Paragraph 7 of that affidavit states in full: "Despite knowing of our
concerns, I was never offered nor given the opportunity to obtain any
additional coverage for the jewelry from Sonitrol as I was assured it would
not be necessary." (Emphasis added.) This representation by the defendant
may not be in the contract itself, but it certainly appears to be a breach
of that aforementioned portion of the contract because, depending upon what
was said, the defendant dissuading the plaintiff from obtaining a higher
limit of liability despite his absolute right to obtain the same would be a
misrepresentation that would constitute a breach of the contract. At the
very least, this is an issue of fact to be decided by the trier of fact.

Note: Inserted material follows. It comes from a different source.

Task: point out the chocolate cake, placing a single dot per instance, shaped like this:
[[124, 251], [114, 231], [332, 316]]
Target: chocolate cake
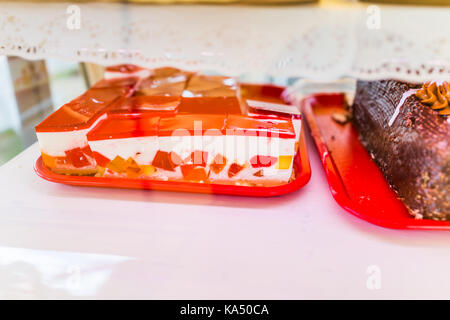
[[405, 128]]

FN1. Paragraph 16 of the contract provides: "It is mutually understood and
agreed that any representative, promise, advertising, or other statement,
condition inducement or warranty, express or implied, whether written or
verbal, not included in writing in this Agreement shall not be binding upon
any party and that the Agreement may not be altered, modified or otherwise
changed at any time except with the written consent of each of the parties
hereto, and in the form of an addendum to this Agreement. If any of the
terms or conditions of this Agreement shall be declared invalid or
inoperative, all of the remaining terms and conditions
shall remain in full force and effect."


The court also notes from the yellow copy of the contract submitted into
evidence that the terms on the back, including the limit of liability
provisions, are essentially unreadable. If the plaintiffs never saw or were
never given a readable copy of the back of the contract, it is questionable
whether those provisions apply to the plaintiffs. The court has to presume
that the plaintiffs were aware of these provisions. Otherwise, the named
plaintiff would not have requested an increase in the limit of liability.

V
CONCLUSION
For all of the foregoing reasons, there are genuine issues of material fact
which must be decided by the trier of fact as well as issues of law which do
not favor the defendant. Accordingly, the defendant's motion for summary
judgment is denied.
Conn.Super.,1999.
Wyer v. Sonitrol Sec. Systems of Hartford, Inc.